Or, Tomato Sauce And Pasta Is Hard To Beat!

By , About.com Guide

If you visit an Italian market during the summer months, you will find tomatoes: Red shot with green for salads, cherry for salads and sauce, and... San Marzano, or plum tomatoes. Bins and bins of them, which people take home by the basketload to transform into tomato sauce -- what's called pomarola in Italy, and Marinara in the US. Much of it goes over pasta, and here are some of my favorite tomatoey pasta sauces. While they will be best with summer sun-ripened tomatoes, many can be made with canned tomatoes or tomato sauce too.

Tuscan Pomarola

Pomodori San Marzano: Neapolitan plum tomatoes© Kyle Phillips, Licensed to About.Com
In mid-July they begin to arrive: Cases of freshly picked sun-ripened plum tomatoes, and Italian houses fill with anticipation, because there's no dish quite so refreshing on a hot day as a bowl of pasta seasoned with lots of freshly made pomarola and a handful of grated cheese. This recipe expands well, and most households make gallons of it when the flood of tomatoes reaches its peak in August, forcing the prices down. It can also be adapted to canned plum tomatoes.

Dino's Marinara Sauce

Dino Romano took me to task for linking to a modern Italian (in Italian) marinara sauce recipe that took liberties he was right to object to, saying: "Even Neapolitans, known for some departures when it comes to plain tomato sauce, wouldn't use parsley and oregano AND onion mixed with garlic in a sauce." Here is his marinara sauce recipe. Actually, two marinara sauces, one with whole tomatoes and the other with pureed tomatoes.

Pasta alla Carrettiera

Pasta alla Carrettiera means Cart-Driver's Sauce, and is the sort of thing one expects to find in a truck stop -- simple, tasty, and satisfying. It's usually pasta served with a spicy tomato sauce, though there are also unusual variations on the theme. This fairly traditional take is from Gabriella and Cristina, at the Scuola di Arte Culinaria Cordon Bleu in Florence.

Penne all'Arrabbiata

Arrabbiata means angry, and if made right these penne are spicy. Though the versions offered by the really cheap eateries in Rome rely primarily on garlic and hot pepper for their punch, many of the versions printed in cookbooks also call for pancetta (cured, unsmoked salt pork) and onions.

Bucatini all'Amatriciana

This zesty pancetta and tomato sauce is commonly associated with Lazio and Rome, but is actually from the town of Amatrice, which was just over the border into the Abruzzo before Mussolini redrew the maps.

Pasta Alla Puttanesca

There are a number of stories about the origins of puttanesca sauce, the raciest being that a Puttana, or Lady of the Evening, could cook it in the time it took her to take care of a client, and enjoy it while recovering from her exertions. Whatever, it is good.

Sugo Finto

In Tuscany, the word sugo by itself means meat sauce. Sugo finto, mock meat sauce, is made like meat sauce, i.e. with the same herbs, but the meat is left out. It has a little more body than most tomato sauces, and is very nice.
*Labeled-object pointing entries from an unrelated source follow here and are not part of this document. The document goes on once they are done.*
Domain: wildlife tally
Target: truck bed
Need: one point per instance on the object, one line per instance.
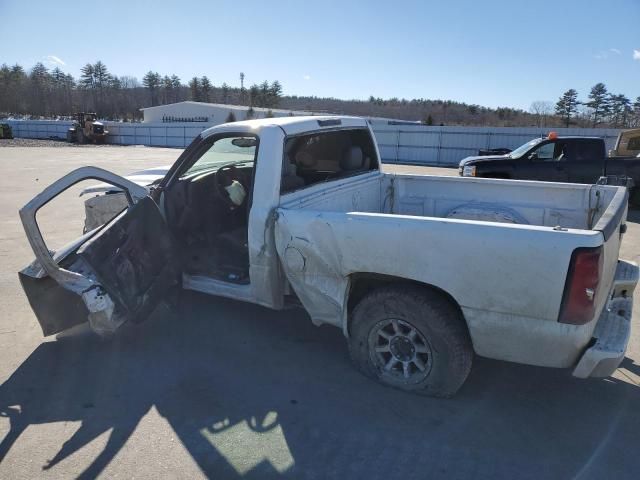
(470, 238)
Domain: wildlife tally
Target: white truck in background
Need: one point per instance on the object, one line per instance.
(419, 272)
Spaghetti alla Norma: with Tomatoes and Eggplant

When I was quite little my father worked on an excavation in Sicily, and Spaghetti alla Norma, spaghetti with rich, sensual tomatoey eggplant sauce, is one of the earliest dishes I remember. The Norma in question is Vincenzo Bellini's heroine, and the dish certainly does her justice.

Pici all'Aglione

Pici are hand-made, somewhat irregular strands of flour-and-water pasta (as opposed to egg pasta) that are about an eighth of an inch thick. Tradition is to serve them with a garlicky sauce. Really garlicky, and one gets an idea of just how garlicky from the name -- aglione means "big garlic."

Pasta all'Ammiraglio

This tomatoey pasta salad was a standby of Adriana Lotti, who was head of staff at the academic program my father directed for a number of years in Rome. It requires first-rate tomatoes and is wonderful when it's hot.

Penne Rosé

A delicate cream sauce with a pleasing blush from tomatoes, and all over pasta: This is good when you're in a rush, or if unexpected company stops in.

Sugo Alla Bolognese

I know, Sugo alla Bolognese is bologna's classic winter meat sauce, and it doesn't contain much tomato. But it does have some, and is an excellent use for it. Also, you may grow old, even doddering, but if you know how to make a good sugo, people will still eagerly beat a path to your door.